PROFESSIONAL SERVICES – BUSINESS EFFICIENCY APPS (SaaS)
HELPING ENTERPRISES BUILD AND/OR CONVERT LEGACY APPS TO ‘CLOUDWARE’
Optimal SaaS Architectural Traits
Bad software architecture is so much more apparent in SaaS products. On-premise Software products that run on dedicated servers or Virtual Machines (VMs) that support a hundred or so users may not scale well when run with dozens or hundreds of other tenants simultaneously. Developers must also be aware of the latency issues that can cause poor performance on public clouds if proper optimization is not done. Security must be fundamental to the architecture given the nature of shared resources of many clients all behind the same firewall.
Many factors have to be considered when developing ‘Cloudware’ Apps. The decision about which IaaS Platform to use impacts SaaS development. The developers must code to specific IaaS APIs related to Deployment, Load balancing, and Scaling. Given a lack of standards on these APIs, there are many complex issues that can hinder conversion.
The good news is that for existing systems, there is a wide range of the legacy code that may be transferable to SaaS. There may be a transitional period where the code is initially repurposed for the SaaS implementation, but is refactored over time. For the server code, this may entail more efficient and scalable code and more effective multi-tenant architecture with greater resource sharing between tenants. Some companies share a common schema between their on-premise and their SaaS offerings. If the databases are shared with multiple tenants, a ‘tenant-id’ has to be added to the database in the SaaS implementation. A well designed PaaS can mitigate many of the complexities of SaaS implementations by providing the middleware, such as databases and support for specific languages (like Ruby or Python for example), “taking care of” many of the details associated with managing the deployment and scaling of SaaS applications. Unfortunately, there is even less standardization of PaaS than IaaS. Furthermore, there is a legitimate concern among developers of the ‘lock-in’ to a specific PaaS API’s even more so than with IaaS API’s.
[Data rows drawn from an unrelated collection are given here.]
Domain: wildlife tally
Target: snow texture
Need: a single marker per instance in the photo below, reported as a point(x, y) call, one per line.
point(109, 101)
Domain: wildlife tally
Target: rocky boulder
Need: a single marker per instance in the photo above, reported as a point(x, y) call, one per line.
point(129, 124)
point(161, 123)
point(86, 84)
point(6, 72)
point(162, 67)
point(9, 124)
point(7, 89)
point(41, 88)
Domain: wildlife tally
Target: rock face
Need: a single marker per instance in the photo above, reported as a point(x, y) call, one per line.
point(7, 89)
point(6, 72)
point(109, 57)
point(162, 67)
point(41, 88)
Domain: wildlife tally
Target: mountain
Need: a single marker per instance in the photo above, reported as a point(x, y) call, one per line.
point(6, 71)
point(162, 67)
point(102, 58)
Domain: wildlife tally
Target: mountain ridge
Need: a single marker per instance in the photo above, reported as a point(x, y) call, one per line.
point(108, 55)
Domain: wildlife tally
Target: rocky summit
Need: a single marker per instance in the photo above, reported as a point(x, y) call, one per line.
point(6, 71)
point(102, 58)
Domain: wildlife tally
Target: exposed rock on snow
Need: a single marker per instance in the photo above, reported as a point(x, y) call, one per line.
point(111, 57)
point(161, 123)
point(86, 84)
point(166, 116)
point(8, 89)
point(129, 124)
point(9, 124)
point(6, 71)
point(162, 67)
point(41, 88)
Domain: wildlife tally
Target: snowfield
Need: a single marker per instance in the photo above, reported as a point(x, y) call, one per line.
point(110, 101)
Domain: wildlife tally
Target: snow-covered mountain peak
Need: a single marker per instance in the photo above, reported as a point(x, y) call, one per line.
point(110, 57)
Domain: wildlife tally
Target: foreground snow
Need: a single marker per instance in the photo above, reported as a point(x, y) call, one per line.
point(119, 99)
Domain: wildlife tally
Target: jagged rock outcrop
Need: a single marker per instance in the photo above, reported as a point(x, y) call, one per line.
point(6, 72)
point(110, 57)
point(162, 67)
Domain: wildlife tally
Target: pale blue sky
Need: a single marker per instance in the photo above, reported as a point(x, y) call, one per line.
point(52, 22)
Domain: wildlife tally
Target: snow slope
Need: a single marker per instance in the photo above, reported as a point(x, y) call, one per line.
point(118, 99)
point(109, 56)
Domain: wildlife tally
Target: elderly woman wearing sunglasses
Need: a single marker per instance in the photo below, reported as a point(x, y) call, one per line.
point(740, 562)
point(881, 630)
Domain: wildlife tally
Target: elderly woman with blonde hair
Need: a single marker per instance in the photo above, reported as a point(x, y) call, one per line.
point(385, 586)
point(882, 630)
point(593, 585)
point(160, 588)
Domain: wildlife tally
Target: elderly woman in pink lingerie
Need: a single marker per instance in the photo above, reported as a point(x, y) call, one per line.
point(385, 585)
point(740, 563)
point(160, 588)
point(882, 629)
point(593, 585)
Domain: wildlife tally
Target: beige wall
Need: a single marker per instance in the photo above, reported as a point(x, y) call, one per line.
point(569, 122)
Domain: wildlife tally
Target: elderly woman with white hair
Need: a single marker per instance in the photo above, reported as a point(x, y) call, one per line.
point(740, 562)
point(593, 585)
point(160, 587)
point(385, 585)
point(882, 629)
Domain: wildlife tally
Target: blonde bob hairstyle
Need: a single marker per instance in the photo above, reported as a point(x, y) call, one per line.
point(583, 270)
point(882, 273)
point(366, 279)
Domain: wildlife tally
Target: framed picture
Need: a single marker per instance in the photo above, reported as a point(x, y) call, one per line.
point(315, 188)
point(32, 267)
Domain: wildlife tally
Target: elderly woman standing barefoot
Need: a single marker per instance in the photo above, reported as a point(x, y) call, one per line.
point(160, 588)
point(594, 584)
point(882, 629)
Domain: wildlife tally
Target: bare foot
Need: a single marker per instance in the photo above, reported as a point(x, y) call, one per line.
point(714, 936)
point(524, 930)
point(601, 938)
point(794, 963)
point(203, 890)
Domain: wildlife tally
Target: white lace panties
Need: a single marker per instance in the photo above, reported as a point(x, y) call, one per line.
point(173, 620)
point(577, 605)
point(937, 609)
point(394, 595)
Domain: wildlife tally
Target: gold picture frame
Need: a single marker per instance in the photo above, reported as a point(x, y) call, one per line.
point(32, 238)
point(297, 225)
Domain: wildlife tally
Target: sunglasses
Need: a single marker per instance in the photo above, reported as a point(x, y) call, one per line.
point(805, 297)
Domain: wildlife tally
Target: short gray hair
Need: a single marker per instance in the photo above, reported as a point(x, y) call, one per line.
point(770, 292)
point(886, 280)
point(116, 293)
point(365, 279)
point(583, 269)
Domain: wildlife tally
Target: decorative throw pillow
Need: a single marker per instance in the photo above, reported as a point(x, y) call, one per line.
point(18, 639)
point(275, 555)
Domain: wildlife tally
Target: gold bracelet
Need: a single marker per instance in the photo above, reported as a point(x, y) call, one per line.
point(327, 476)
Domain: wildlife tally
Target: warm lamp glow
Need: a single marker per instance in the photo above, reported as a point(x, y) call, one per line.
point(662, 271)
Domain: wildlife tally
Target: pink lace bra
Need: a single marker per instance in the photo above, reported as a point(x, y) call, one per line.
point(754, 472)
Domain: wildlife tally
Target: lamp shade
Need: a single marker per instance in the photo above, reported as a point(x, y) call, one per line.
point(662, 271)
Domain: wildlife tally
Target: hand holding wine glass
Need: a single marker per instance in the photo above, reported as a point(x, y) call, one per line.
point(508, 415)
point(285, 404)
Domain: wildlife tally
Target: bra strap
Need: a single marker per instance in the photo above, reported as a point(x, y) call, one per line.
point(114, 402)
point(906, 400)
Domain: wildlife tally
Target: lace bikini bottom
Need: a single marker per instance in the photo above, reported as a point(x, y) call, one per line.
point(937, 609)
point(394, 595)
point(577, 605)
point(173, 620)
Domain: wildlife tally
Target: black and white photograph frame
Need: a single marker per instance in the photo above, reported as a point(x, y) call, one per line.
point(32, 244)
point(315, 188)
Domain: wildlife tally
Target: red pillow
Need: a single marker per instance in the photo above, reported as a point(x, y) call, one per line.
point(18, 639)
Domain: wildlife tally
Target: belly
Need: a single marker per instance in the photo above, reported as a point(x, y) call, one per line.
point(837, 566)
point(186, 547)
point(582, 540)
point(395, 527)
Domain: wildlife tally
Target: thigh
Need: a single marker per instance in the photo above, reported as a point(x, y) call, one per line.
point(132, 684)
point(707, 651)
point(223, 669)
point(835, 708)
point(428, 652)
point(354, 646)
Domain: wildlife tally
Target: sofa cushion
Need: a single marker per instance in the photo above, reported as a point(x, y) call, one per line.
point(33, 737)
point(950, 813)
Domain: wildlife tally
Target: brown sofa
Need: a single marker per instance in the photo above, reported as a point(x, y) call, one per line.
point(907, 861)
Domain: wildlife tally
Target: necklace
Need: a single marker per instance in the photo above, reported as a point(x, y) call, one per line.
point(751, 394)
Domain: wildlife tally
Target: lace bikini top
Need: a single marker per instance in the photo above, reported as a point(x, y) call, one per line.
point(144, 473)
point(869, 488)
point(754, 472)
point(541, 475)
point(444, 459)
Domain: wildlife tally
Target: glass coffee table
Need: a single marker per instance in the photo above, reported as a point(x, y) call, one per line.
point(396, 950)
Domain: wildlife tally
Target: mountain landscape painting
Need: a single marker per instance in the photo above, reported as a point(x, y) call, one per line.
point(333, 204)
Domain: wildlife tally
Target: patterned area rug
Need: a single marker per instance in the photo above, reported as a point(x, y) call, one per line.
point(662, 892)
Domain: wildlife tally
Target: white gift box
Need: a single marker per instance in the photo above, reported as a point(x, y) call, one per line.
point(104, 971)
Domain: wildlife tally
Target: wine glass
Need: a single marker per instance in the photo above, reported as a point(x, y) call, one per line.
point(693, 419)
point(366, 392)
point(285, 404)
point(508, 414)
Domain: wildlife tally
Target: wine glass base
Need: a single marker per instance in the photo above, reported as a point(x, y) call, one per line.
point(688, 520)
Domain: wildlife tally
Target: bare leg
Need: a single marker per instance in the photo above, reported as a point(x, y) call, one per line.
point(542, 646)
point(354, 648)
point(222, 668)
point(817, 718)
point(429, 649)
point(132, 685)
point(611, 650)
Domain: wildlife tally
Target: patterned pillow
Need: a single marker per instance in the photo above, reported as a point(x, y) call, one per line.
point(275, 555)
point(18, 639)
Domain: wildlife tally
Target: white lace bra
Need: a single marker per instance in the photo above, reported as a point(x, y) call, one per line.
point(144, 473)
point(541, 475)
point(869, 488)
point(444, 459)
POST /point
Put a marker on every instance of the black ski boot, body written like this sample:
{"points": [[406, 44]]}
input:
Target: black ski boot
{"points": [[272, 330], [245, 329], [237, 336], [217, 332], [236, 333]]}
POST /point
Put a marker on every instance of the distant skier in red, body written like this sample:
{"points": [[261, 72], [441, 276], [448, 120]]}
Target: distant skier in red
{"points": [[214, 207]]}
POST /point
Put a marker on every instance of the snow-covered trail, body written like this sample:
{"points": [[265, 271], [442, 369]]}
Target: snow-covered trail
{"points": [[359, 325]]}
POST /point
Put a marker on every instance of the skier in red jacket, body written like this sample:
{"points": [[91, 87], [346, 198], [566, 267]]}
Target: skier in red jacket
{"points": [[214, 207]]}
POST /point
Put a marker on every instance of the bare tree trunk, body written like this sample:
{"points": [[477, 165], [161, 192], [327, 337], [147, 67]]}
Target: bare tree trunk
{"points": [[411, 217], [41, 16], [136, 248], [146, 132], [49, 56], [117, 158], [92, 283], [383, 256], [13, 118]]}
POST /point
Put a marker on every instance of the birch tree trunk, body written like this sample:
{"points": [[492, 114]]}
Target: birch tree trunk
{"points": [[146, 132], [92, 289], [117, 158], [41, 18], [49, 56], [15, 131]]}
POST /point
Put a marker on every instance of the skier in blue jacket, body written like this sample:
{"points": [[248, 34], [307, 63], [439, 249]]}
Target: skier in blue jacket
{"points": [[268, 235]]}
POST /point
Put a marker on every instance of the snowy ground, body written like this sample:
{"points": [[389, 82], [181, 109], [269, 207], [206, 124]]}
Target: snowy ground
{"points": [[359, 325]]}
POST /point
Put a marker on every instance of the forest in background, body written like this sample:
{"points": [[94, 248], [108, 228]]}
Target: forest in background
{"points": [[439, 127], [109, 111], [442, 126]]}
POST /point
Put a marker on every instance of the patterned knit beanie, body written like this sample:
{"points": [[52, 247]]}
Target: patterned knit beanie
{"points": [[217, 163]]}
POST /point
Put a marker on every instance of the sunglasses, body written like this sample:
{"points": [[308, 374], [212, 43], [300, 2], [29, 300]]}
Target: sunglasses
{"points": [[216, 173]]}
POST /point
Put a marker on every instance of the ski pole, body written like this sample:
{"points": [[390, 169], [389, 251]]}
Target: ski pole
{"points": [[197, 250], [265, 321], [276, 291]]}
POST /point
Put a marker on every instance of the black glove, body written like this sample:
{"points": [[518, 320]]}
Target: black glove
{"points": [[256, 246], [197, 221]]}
Software developers (and organizations) must decide if they will adopt a PaaS platform or “roll their own” implementation on a lower level IaaS stack. There are also many decisions related to selecting and integrating with third party tools to provide essential capabilities to the IaaS product in areas such as testing, billing, auditing, multi-tenant enabling, and system monitoring.
World Class SaaS software will eliminate the requirement for obsolete Rich Internet Application (RIA) frameworks including Flash, Adobe (Apache) Flex, JavaFX, and Windows Presentation Framework (WPF)/Silverlight. Particularly, there is no need for Java Browser Plugin with its frequent update requirements, significant security vulnerability risk, and the horrific Ask Toolbar ‘Crapware’ that many user Desktops inadvertently get infected with due to frequent Java updates. These heavy weight plug-in add proprietary bulk, increase security vulnerabilities and bog down the browsers. Updates to these RIA plugins often requires user intervention and complicate issues for enterprise IT staff.
Fortunately, HTML 5 is rapidly addressing the requirements provided by these RIA proprietary frameworks in areas such as HTML5 Video Elements and Video Content Protection via the W3C Encrypted Media Extensions. New products will dominantly employ HTML5 technology on the desktop as the basis of their client software which is well suited for SaaS enablement. HTML5 provides the ability to provide the capabilities of Rich Internet Applications (RIA) without legacy plugins. Microsoft (Silverlight) and Adobe (Flash) are also moving away from their RIA support in favor of HTML5. Most modern browsers (such as Chrome, Firefox, and Internet Explorer) have moved to a model of automatically updating their browser, solving the problem of supporting old browser versions and ensuring that compliance with the HTML5 emerging standards occurs quickly.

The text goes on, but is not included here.